Devíamos interrogar-nos sobre esses países que alimentaram, com os impostos dos seus cidadãos, os fundos comunitários que deveriam ter servido para dinamizar o nosso desenvolvimento e competitividade. Como conseguiram, nesses países que não receberam fundos da UE, reabilitar as suas cidades, construir as suas escolas, os seus hospitais, as suas estradas, os seus equipamentos e infra-estruturas. Aprenderam afinal a viver à medida das suas possibilidades fazendo o assessment rigoroso das necessidades e a gestão austera dos meios disponíveis.

O título de hoje seria fácil de desmontar com números. Quanto desembolsaria o Estado Português – em dinheiro que não tem, ou seja, em crédito (financiado por quem e a que preço?) – para acompanhar o investimento do TGV e assim receber uma cenoura de 382 milhões de euros. E qual o volume de gastos indirectos, ausentes das contas daquele investimento, em acessibilidades complementares tais como pontes, viadutos, vias rápidas… E valerá a pena rever os estudos realizados pelos gabinetes de consultadoria da última legislatura, em especial no que diz respeito às receitas estimadas? Se mais não fosse os jornalistas poderiam ao menos fazer perguntas.

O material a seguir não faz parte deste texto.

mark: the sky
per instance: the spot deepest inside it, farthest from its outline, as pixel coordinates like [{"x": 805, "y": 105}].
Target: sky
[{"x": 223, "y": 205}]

Costuma dizer-se que se queres sair do buraco pára de escavar. Talvez a solução para o problema Português seja mesmo acabar com os financiamentos, tout court, e encarar finalmente um novo paradigma de planear, projectar e fazer. Diz que é assim lá fora.

1 comentário:

  1. Concordo em parte com o que diz, mas sobram ainda algumas incorrecções/omissões (porque além de matemática, também algumas bases de economia e política deviam ser dadas a todos, jornalistas, arquitectos ou senhoras de limpeza, porque todos opinamos sem às vezes sabermos assim tanto sobre o quê — e por mim falo).
    Por exemplo, quando fala d"esses países que alimentaram, com os impostos dos seus cidadãos, os fundos comunitários que deveriam ter servido para dinamizar o nosso desenvolvimento e competitividade", deveria lembrar que tal não é mais que uma retribuição monetária, uma compensação pela paragem de certos sectores produtivos nestes países dos fundos comunitários a favor dos mesmos naqueles países que os "alimentam", e não um fundo solidário.
    Eles conseguem sem fundos da UE reabilitar cidades, etc, precisamente porque produzem uma parte maior do que nós consumimos. E não, não é só culpa nossa, os subsídios também dados por eles para parar a agricultura, a pesca, desmantelar industria em lugar de a evoluir foram e são reais e 'comunitariamente' impostos (agora mudou um pouco, é o acordo da Troika, mas no mesmo sentido).
    Depois, e nesse exemplo de gestão austera, veja-se a fresquinha dívida escondida alemã. Aí está o rigor das contas.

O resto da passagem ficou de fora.